Quello che ci raccontano spesso le nostre partner è che le donne hanno pochissime speranze di ottenere giustizia per gli abusi subiti. Le leggi tradizionali, fortemente misogine, possono essere tenute a freno dalle leggi di uno Stato laico che punisca i colpevoli. Il problema è che, dopo tutti questi anni di fondamentalismo, le leggi fatte a favore delle donne non vengono applicate. Il sistema giudiziario è corrotto e improntato al fondamentalismo islamico, che ha cambiato anche la mentalità delle persone. La violenza contro le donne è diventata normale e le donne non sono affatto tutelate. L’impunità è dilagante per questi crimini e questo rafforza la violenza. Così le donne continuano a essere vendute, picchiate, violentate o anche uccise

Ma è importante dire che le donne non sono solo le vittime designate, le donne sono anche combattenti, nella loro vita quotidiana come nelle azioni militari, combattenti che vanno dalle curde di Kobane, alle volontarie delle Ong che sosteniamo con il Cisda e a tutte quelle che si battono per cambiare il proprio destino.
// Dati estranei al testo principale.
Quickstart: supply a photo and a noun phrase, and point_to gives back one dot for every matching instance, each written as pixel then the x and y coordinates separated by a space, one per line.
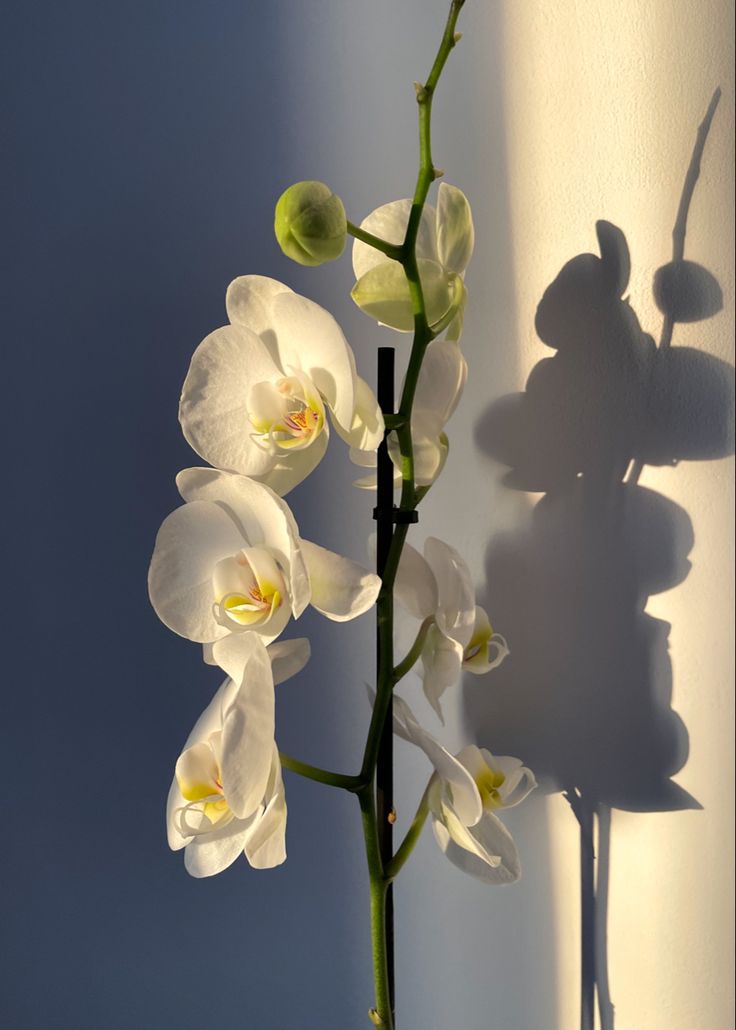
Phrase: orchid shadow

Un’ultima domanda prima di lasciarla dopo questa lunga chiacchierata, quali sono i suoi progetti futuri?

Adesso sto lavorando ad un libro che si chiamerà “Avvocate a Kabul” e racconterà le storie di tante donne, avvocatesse e assistite, nella loro lotta quotidiana per l’affermazione dei loro diritti. Sarà la summa di questi anni di attività di Vite Preziose al fianco di Hawca.